A post without spello in the title
Today, I attempted to blast entire chloroplast genomes against NCBI’s nucleotide database via the BLASTn command-line tool. Since typical plastomes are between 150,000 and 160,000 bp in length, BLASTn searches that are conducted remotely take approximately 20 min. on average.
time blastn -db nt -query myinputseq.fasta -remote -out results.txt
real 21m25.189s
user 0m0.070s
sys 0m0.010s
Can we speed up such searches by splitting the input query sequence into equally-sized, smaller pieces and blasting each piece separately?

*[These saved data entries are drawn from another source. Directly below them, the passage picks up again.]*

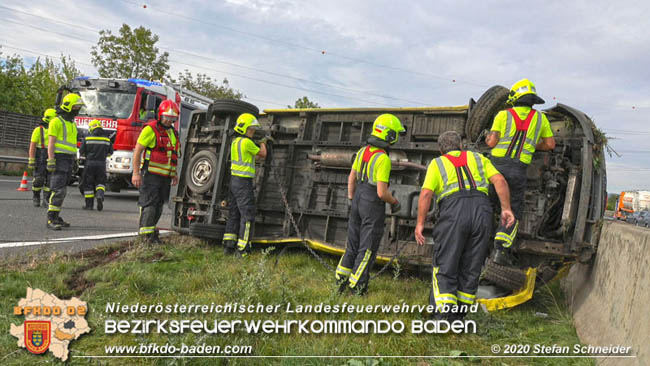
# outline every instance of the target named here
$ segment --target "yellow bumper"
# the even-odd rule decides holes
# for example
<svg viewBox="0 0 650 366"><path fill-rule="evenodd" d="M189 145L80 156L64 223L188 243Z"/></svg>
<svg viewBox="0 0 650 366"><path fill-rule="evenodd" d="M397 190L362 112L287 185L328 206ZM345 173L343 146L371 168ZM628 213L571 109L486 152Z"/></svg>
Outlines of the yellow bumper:
<svg viewBox="0 0 650 366"><path fill-rule="evenodd" d="M251 241L254 244L286 244L286 243L300 243L302 240L300 240L300 238L283 238L283 239L263 239L263 238L255 239L254 238ZM335 255L343 255L343 253L345 253L345 249L337 248L317 240L305 239L305 243L307 243L307 245L309 245L310 248L317 250L319 252L335 254ZM386 264L388 263L388 261L390 261L390 257L377 255L377 259L376 259L377 263ZM397 262L397 259L394 262Z"/></svg>
<svg viewBox="0 0 650 366"><path fill-rule="evenodd" d="M526 285L519 291L510 296L496 297L494 299L478 299L476 301L478 301L479 304L483 304L488 311L512 308L523 304L533 297L536 276L537 268L528 268L526 271Z"/></svg>
<svg viewBox="0 0 650 366"><path fill-rule="evenodd" d="M288 244L288 243L300 243L300 238L283 238L283 239L253 239L253 243L256 244ZM331 246L329 244L320 242L313 239L305 239L305 243L309 245L310 248L317 250L319 252L334 254L334 255L343 255L345 252L344 249ZM390 257L377 256L377 262L380 264L386 264L390 261ZM397 261L397 260L396 260ZM554 278L557 279L564 275L570 265L564 266L562 270L559 271L558 275ZM483 304L488 311L502 310L507 308L512 308L517 305L521 305L526 301L530 300L533 297L533 292L535 291L535 278L537 276L537 268L528 268L526 271L526 285L522 287L519 291L513 293L512 295L505 297L497 297L493 299L477 299L476 301L480 304Z"/></svg>

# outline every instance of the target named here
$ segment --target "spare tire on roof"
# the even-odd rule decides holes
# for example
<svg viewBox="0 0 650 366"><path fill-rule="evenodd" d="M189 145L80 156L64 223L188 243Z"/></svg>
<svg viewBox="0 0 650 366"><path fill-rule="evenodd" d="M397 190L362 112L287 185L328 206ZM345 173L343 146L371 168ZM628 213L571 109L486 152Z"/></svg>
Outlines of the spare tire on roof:
<svg viewBox="0 0 650 366"><path fill-rule="evenodd" d="M478 98L476 104L470 109L465 124L465 135L470 141L475 142L481 131L490 128L494 116L508 107L506 104L508 93L510 93L508 88L495 85Z"/></svg>
<svg viewBox="0 0 650 366"><path fill-rule="evenodd" d="M234 114L250 113L259 117L260 110L255 105L236 99L217 99L210 104L209 114Z"/></svg>

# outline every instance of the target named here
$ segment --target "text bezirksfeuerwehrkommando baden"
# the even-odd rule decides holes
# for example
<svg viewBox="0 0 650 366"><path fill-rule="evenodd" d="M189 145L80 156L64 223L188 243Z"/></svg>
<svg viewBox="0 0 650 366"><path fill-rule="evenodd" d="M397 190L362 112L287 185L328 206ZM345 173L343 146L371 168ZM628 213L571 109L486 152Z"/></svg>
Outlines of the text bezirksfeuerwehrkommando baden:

# Splitting input query sequence into ten equally-sized, smaller pieces
INF=myinputseq.fasta
split -d -b $(bc <<< $(tail -n1 $INF | wc -c)/10) $INF prt
# Blasting each region against NCBI’s nucleotide database
for i in $(ls prt*); do
echo $i >> results.txt;
time blastn -db nt -query $i -remote -outfmt '7 length pident sscinames' -max_target_seqs 10 -out $i.result >> time.txt;
rm $i;
done
real 0m15.161s
user 0m0.060s
sys 0m0.010s
real 0m28.901s
user 0m0.060s
sys 0m0.013s
real 0m27.328s
user 0m0.057s
sys 0m0.013s
real 0m14.909s
user 0m0.067s
sys 0m0.010s
real 0m13.689s
user 0m0.043s
sys 0m0.023s
etc.
Yes, we can! (However, I bet that the above scenario was a lucky incidence, and that the time improvement caused by reducing the query sequence size is not always that pronounced).